The first recorded fine needle aspiration took place at St. Bartholomew Hospital in the 1800’s in London, England, and there are reports dating back centuries of surgeons performing needle biopsies to look at suspicious tumors.
Fine Needle Aspiration Cytology is a method in which a fine needle is used to remove a sample of cells from a suspicious mass for diagnostic purposes. Fine Needle aspiration is recommended for cysts, nodules or masses. Most frequently, aspirations are done on breasts, thyroid glands, and lymph nodes in the neck, groin or other areas of the body. They are also performed on lung lesions, liver abnormalities, and certain pancreatic growths.
Core biopsies are another technique used to obtain a specimen. The needle used is slightly larger and it removes a small cylinder of tissue for testing. The needle is introduced and has a hollow inner cannula, allowing for multiple specimen samples from one needle stick. Core biopsies may sometimes take longer for the results to come back.
Depending on the clinical situation of the patient, these procedures can be done on an outpatient basis. The procedure is performed under local anesthesia or, depending on the situation, mild sedation. The puncture site is then covered with a band aid or a small dressing. Generally, Fine Needle Aspiration procedures are well tolerated, but there may be some slight discomfort at the site. Tylenol usually will take care of any discomfort. If intravenous sedation is used, patients will be advised to have someone to drive them home. Patients will also need to rest at home after the procedure.

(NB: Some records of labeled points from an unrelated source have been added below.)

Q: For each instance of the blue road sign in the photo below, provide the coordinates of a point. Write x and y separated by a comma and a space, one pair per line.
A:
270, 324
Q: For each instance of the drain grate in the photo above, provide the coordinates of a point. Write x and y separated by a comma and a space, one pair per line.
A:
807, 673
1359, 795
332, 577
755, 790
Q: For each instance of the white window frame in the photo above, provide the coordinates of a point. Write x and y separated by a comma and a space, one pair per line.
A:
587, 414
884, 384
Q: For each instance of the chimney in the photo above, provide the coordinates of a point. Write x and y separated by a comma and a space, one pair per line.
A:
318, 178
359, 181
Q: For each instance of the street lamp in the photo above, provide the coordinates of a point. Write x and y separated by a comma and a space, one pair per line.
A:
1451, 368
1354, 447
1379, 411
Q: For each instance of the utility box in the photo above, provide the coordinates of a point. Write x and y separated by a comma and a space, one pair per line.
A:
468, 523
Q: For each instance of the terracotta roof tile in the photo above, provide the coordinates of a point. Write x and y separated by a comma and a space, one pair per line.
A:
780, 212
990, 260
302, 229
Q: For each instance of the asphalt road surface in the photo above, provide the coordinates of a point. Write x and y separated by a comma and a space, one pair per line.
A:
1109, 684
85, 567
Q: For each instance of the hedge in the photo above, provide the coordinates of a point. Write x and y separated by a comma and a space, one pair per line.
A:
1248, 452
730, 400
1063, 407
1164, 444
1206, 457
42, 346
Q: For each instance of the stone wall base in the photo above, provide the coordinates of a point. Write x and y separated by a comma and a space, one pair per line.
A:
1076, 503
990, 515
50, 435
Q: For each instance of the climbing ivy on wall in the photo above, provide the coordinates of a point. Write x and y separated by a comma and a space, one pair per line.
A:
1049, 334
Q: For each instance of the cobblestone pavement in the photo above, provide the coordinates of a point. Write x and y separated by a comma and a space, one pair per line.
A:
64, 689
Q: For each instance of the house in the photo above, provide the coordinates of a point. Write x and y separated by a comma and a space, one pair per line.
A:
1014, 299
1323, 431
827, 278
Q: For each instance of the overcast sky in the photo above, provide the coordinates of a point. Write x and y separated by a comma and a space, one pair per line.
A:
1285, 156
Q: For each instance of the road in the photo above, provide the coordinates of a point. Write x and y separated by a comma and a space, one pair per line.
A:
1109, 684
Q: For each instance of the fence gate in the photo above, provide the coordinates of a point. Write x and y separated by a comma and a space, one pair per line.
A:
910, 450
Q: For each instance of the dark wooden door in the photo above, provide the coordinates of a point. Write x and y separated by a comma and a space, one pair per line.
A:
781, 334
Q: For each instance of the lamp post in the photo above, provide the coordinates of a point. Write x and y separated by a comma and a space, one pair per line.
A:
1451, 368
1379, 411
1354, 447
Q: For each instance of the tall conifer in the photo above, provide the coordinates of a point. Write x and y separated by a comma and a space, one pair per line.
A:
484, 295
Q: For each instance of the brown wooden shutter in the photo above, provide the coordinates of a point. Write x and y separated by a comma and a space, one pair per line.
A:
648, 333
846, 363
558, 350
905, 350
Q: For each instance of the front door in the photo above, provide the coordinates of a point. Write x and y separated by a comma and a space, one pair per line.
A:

Biopsy samples are immediately sent to a laboratory to be examined. Often, a Cytopathologist is on site to determine if enough cells have been obtained to make a diagnosis. This is done by staining the specimen and looking under the microscope.
Results can take up to a week or longer. Highly trained Interventional Radiologists perform the procedures. A doctor may elect to perform a diagnostic biopsy depending on the location, size, and consistency of the suspicious growth. The experience of the doctor performing the procedure is critical to an accurate diagnosis. The doctor will need to biopsy enough of the suspicious cells to make an accurate diagnosis.
There are three different possible results from a fine needle biopsy. A “benign” result tells us that the area cells are non-cancerous. A “malignant” result indicates that the specimen contains some cancerous cells. A “non-diagnostic” result means that the result is unclear and that further testing is required, either through a repeated procedure or an open biopsy.
Diagnosing malignant mesothelioma requires a tissue biopsy for the most accurate diagnosis. Overall, fine needle aspiration is thought to be diagnostically accurate in approximately 90-99% of cases. For malignant mesothelioma, needle biopsies are often used in conjunction with other tests to obtain a diagnosis.